キキが無事旅に出れるか心配するママ。薬をもらいに来ていたドラおばさんは、あなたがこの街に来たときもまだ子供だったわと言い返します。するとママはこう言います。
「でもあの子ったら、空飛ぶことしか覚えなかったんですよ。」
英語ではこう。
Yes, but I could fly. Kiki barely knows how to do that.
今回の注目語はbarely。barelyは文脈によって2種類の意味をもつので注意して下さい。まずは、「ほとんど~ない」という意味のbarelyです。
She was barely aware of his presence. 彼女は、彼がいることにほとんど気付かなかった。
I barely heard any noise in his room. 彼の部屋ではほとんど物音がしなかった。
この意味のbarelyの同義語がhardlyとscarcelyです。
でも、ママが「キキは飛び方をほとんど知らないのよ」と言ったわけはありません。だって、キキは空飛ぶことしかできないから宅急便をはじめるんですから。だから、ここではbarelyは別の意味をもつことになります。
2つ目のbarelyの意味は、「かろうじて~する」です。1番の意味はalmost not、2番目はonly justもしくはonly with great difficulty or effortというわけです。
I have barely enough to pay the rent this month.
だと、今月の家賃をほとんど払えないではなく、ぎりぎり家賃を払えるだけのお金しかもっていないということです。
He was barely fifteen when he entered the university.
だと、この彼は15歳になったばかり(only just fifteen)で大学に入ったということです。

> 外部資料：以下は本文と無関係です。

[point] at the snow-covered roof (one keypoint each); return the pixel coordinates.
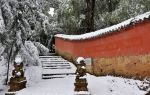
(107, 30)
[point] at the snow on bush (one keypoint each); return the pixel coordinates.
(30, 54)
(105, 30)
(41, 48)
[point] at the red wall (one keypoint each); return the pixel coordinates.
(133, 40)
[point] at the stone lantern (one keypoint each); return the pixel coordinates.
(80, 81)
(17, 81)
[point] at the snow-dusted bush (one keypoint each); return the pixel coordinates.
(41, 48)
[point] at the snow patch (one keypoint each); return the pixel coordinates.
(79, 59)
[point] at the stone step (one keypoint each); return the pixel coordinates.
(55, 76)
(55, 61)
(57, 71)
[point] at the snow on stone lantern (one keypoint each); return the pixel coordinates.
(80, 81)
(17, 81)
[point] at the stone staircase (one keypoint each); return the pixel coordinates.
(56, 67)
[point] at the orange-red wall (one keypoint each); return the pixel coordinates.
(134, 40)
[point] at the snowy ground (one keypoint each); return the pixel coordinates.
(107, 85)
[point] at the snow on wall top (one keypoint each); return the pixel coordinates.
(107, 30)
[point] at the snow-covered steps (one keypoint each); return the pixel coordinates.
(56, 67)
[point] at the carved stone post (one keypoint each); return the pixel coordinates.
(80, 81)
(17, 81)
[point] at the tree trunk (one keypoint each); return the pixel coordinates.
(90, 15)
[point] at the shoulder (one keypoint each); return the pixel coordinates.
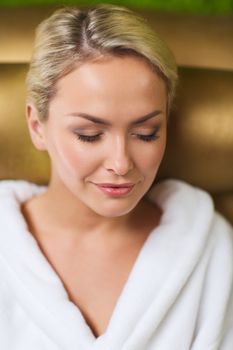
(19, 189)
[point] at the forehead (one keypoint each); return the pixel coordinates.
(112, 83)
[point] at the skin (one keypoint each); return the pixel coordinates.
(90, 239)
(118, 90)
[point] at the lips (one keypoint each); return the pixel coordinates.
(128, 184)
(114, 190)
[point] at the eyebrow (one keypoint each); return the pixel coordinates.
(105, 122)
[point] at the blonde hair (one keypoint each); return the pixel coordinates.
(72, 36)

My grandmother was 90 years old and barely able to walk.
だと、このおばあちゃんはやっとのことで歩けるというわけです。
I could barely understand English.
は、かろうじて英語を理解できるというわけです。
このように、barelyは否定的にも肯定的にも使われるので、文脈に応じて意味を正しく理解できるよう気をつけましょう。ママのセリフですけど、日本語と英語では微妙に意味が変わっています。日本語では、キキは飛ぶことしかできないと言っていますが、英語では、私は(うまく)飛べるけど、キキは飛び方をかろうじて知っているだけだ、と言ってます(^^)。